Una y otra vez regresaba al aislamiento de la oración. Con frecuencia repetía: “No entiendo, no entiendo”. Como padre, tengo una relación profunda y feliz con mis hijos. Eso despertaba en mí una intensa congoja. Sé que las Escrituras enseñan que Dios es nuestro Padre celestial amoroso. Sin embargo, aquí estaba uno de sus hijos clamando reiteradamente con desesperación … pero Dios no respondía. “Señor”, le dije, “tú eres mejor Padre que yo. Tú eres mi modelo en todo lo que soy como padre: amor, sostén, seguridad, disciplina, protección y estímulo. Todo lo aprendí de ti. Pero no recuerdo una situación en la que hiciera lo que tú estás haciendo ahora. No apartaría a un hijo, mostrándole desinterés cuando me buscara. No te maldeciré, y tampoco negaré que eres mi Señor y mi Dios, pero no me gusta lo que estás haciendo. Yo no trataría a mis hijos de la manera en la que me estás tratando. No entiendo. No entiendo”.

A esta altura de mi intensa lucha interior, la institución donde antes enseñaba me invitó a predicar en la capilla. Hasta una semana antes de la fecha, todavía no tenía la menor idea de cuál sería el contenido del mensaje. De alguna manera vino a mi mente el texto de 1ra. Pedro 5:10: “Mas el Dios de toda gracia, que nos llamó a su gloria eterna en Jesucristo, después que hayáis padecido un poco de tiempo, él mismo os perfeccione, afirme, fortalezca y establezca”. 
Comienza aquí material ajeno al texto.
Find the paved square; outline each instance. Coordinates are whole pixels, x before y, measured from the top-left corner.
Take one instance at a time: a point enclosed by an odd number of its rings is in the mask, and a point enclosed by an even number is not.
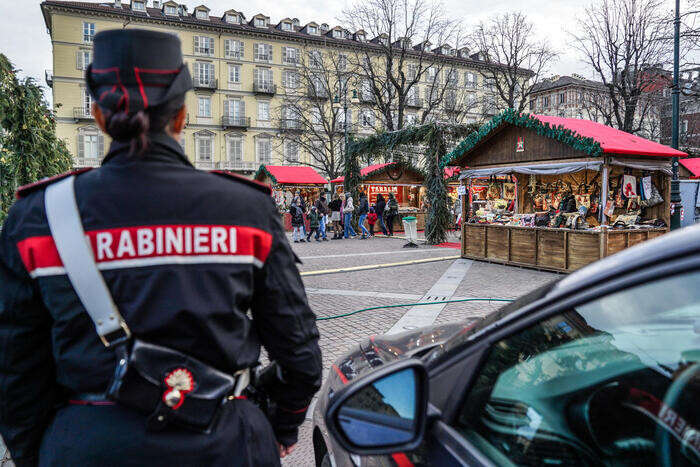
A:
[[[291,236],[290,236],[291,240]],[[457,241],[457,238],[450,238]],[[557,274],[520,269],[497,264],[471,262],[452,268],[459,250],[422,245],[403,248],[398,238],[348,239],[327,242],[292,243],[302,261],[302,274],[349,267],[366,267],[352,272],[305,275],[309,304],[319,318],[381,305],[416,303],[430,294],[449,294],[452,298],[517,298],[551,280]],[[392,263],[406,263],[386,267]],[[464,261],[464,260],[459,260]],[[450,271],[457,271],[451,276]],[[459,271],[463,270],[463,274]],[[447,274],[446,274],[447,273]],[[442,278],[442,280],[441,280]],[[447,297],[449,298],[449,297]],[[502,303],[466,302],[416,307],[430,309],[433,323],[472,321],[502,306]],[[352,316],[318,321],[321,333],[324,375],[330,365],[353,346],[373,334],[388,332],[399,320],[405,322],[410,306],[366,311]],[[410,323],[409,323],[410,325]],[[310,414],[309,414],[310,417]],[[4,446],[0,443],[0,458]],[[299,432],[296,450],[283,460],[285,466],[313,466],[311,422],[307,419]]]
[[[457,241],[456,239],[450,239]],[[294,243],[301,258],[302,273],[367,266],[366,270],[304,276],[309,304],[318,317],[339,315],[371,306],[415,303],[431,289],[445,289],[436,284],[445,275],[454,259],[429,263],[407,264],[382,269],[371,266],[386,263],[424,260],[459,255],[459,250],[422,245],[404,249],[405,241],[397,238],[368,240],[334,240],[329,242]],[[513,268],[497,264],[471,262],[466,273],[453,287],[454,298],[517,298],[549,281],[557,274]],[[502,306],[502,303],[466,302],[441,307],[434,323],[471,321]],[[433,308],[426,306],[421,308]],[[319,321],[324,375],[330,365],[353,346],[373,334],[389,331],[411,307],[367,311],[345,318]],[[417,307],[418,308],[418,307]],[[434,313],[433,313],[434,314]],[[310,417],[310,415],[309,415]],[[283,460],[286,466],[313,466],[311,422],[301,427],[296,450]]]

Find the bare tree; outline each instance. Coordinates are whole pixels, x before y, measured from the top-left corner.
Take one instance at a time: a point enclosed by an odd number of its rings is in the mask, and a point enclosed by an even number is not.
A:
[[[387,130],[424,123],[444,109],[447,76],[459,73],[453,56],[462,44],[459,22],[446,17],[440,3],[358,1],[343,12],[342,20],[347,29],[369,39],[351,60],[361,103],[376,108]],[[426,85],[425,99],[421,84]],[[406,118],[409,108],[419,109],[415,122]]]
[[[533,87],[558,56],[548,42],[537,40],[533,23],[519,12],[481,22],[471,43],[485,60],[493,63],[480,69],[487,87],[484,106],[491,111],[525,110]]]
[[[285,60],[293,67],[284,71],[286,96],[276,109],[284,160],[338,177],[344,170],[344,126],[352,132],[343,110],[351,76],[347,56],[309,47]]]
[[[645,136],[656,131],[671,27],[662,0],[598,0],[585,9],[573,39],[605,87],[608,102],[599,108],[605,124]]]

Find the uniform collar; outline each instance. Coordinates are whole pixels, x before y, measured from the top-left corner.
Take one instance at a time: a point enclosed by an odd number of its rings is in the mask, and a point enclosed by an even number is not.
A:
[[[141,156],[129,156],[130,143],[113,141],[109,146],[109,152],[102,161],[107,163],[124,163],[140,160],[156,160],[176,162],[193,167],[192,163],[182,150],[182,146],[165,132],[149,133],[150,144],[146,152]]]

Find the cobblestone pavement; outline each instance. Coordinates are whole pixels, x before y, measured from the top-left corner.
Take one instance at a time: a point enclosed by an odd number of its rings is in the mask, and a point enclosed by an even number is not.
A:
[[[456,239],[450,239],[456,241]],[[416,250],[403,249],[405,241],[391,238],[369,240],[340,240],[293,244],[304,264],[302,271],[315,271],[350,266],[376,265],[441,256],[454,256],[459,250],[422,245]],[[394,252],[394,253],[391,253]],[[368,254],[370,253],[370,254]],[[330,256],[324,258],[323,256]],[[342,255],[338,257],[338,255]],[[309,304],[317,316],[341,314],[360,308],[383,304],[417,301],[450,267],[453,260],[364,270],[348,273],[304,277]],[[455,297],[517,298],[559,277],[556,274],[474,262],[454,293]],[[323,293],[324,291],[332,293]],[[341,295],[341,293],[373,293],[381,297]],[[403,294],[387,298],[387,294]],[[502,303],[466,302],[448,304],[438,315],[436,323],[474,320],[494,311]],[[324,371],[338,357],[358,345],[363,339],[389,330],[409,307],[359,313],[347,318],[319,321],[320,345]],[[326,374],[326,373],[324,373]],[[307,418],[310,414],[307,415]],[[296,450],[283,460],[285,466],[313,466],[311,422],[307,420],[299,431]]]
[[[290,236],[291,239],[291,236]],[[454,235],[449,239],[458,241]],[[293,243],[303,261],[302,272],[352,266],[372,266],[427,258],[455,256],[459,250],[421,245],[402,248],[404,240],[375,237],[368,240],[336,240]],[[316,315],[328,317],[361,308],[397,305],[418,301],[452,265],[440,260],[377,270],[362,270],[305,276],[309,304]],[[560,277],[556,274],[474,262],[454,293],[454,297],[517,298],[540,285]],[[496,310],[502,304],[467,302],[448,304],[435,323],[474,320]],[[369,311],[353,316],[318,321],[323,352],[324,375],[330,365],[363,339],[388,331],[410,307]],[[307,416],[310,417],[310,414]],[[0,443],[0,455],[2,444]],[[285,466],[313,466],[311,422],[307,419],[299,432],[295,451],[283,460]]]

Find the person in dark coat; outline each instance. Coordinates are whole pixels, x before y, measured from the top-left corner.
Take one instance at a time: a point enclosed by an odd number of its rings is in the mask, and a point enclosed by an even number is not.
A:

Apenas unas semanas antes mi familia y yo habíamos sobrevivido un huracán que produjo grandes daños en el condado y en toda la región. Yo sabía que las cuatro palabras usadas por Pedro para describir lo que Dios se proponía hacer comunicaban reconstrucción y restauración, y en algunos casos la posibilidad de rehacer algo que hubiera sufrido una devastación total. “Señor”, pregunté, “¿qué puedo decirle a esta gente? Creo en ti y en tu Palabra, y sé que esto es verdad, pero por el momento no puedo presentar este pasaje como una experiencia propia”. La situación me molestaba enormemente, porque por primera vez predicaría acerca de algo que no estaba totalmente convencido sucedería, y el remordimiento de hipocresía me enfermaba.

Golpeado, herido, cansado y desalentado, me sumergí en la Palabra de Dios. No me dispuse a preparar un sermón o a escribir un libro: me lancé a buscar respuestas de Dios y de su Palabra, en un intento de encontrar algún sentido a los últimos tres años de andar con él. Como ocurre casi siempre con Dios, lo que encontré excedió mucho más allá de lo que yo esperaba o imaginaba. Más que responder a mis preguntas, Dios respondió a mi corazón. 

Entonces, de manera paciente y amorosa curó mis heridas, tal como esperaríamos que hiciera el Buen Pastor. Comparto a continuación algunas de las lecciones que me enseñó. Por momentos me mostraba lento y poco dispuesto para aprender. Estas lecciones no son imprescindibles para todos, más bien están pensadas para aquellos que están luchando con el sufrimiento en algún área de la vida, especialmente con la dolorosa perplejidad de por qué Dios permitiría tanta miseria, cuando sabemos que podría solucionarla en el momento que quisiera. La expectativa es que nos de una nueva percepción de la inmensurable gracia de Dios, mientras él usa el sufrimiento para acercarnos a él y para conformarnos cada vez más a la imagen de Cristo. 

En esencia, estas lecciones nos confirman la verdad de que Dios es Dios, y que él tiene todo bajo control. No importa cuán largo sea nuestro caminar con Dios, es imposible quedarse al margen de esta doctrina esencial; Dios no lo permitiría. Si este escrito le ayuda a usted o a alguien que usted conoce a sobrellevar los tiempos difíciles del sufrimiento, o los tiempos más difíciles del desierto, entonces habrá valido la pena. Lo invito a acercarse con el corazón y con sus heridas. Pero no necesita traer la copa: Dios tiene una para usted.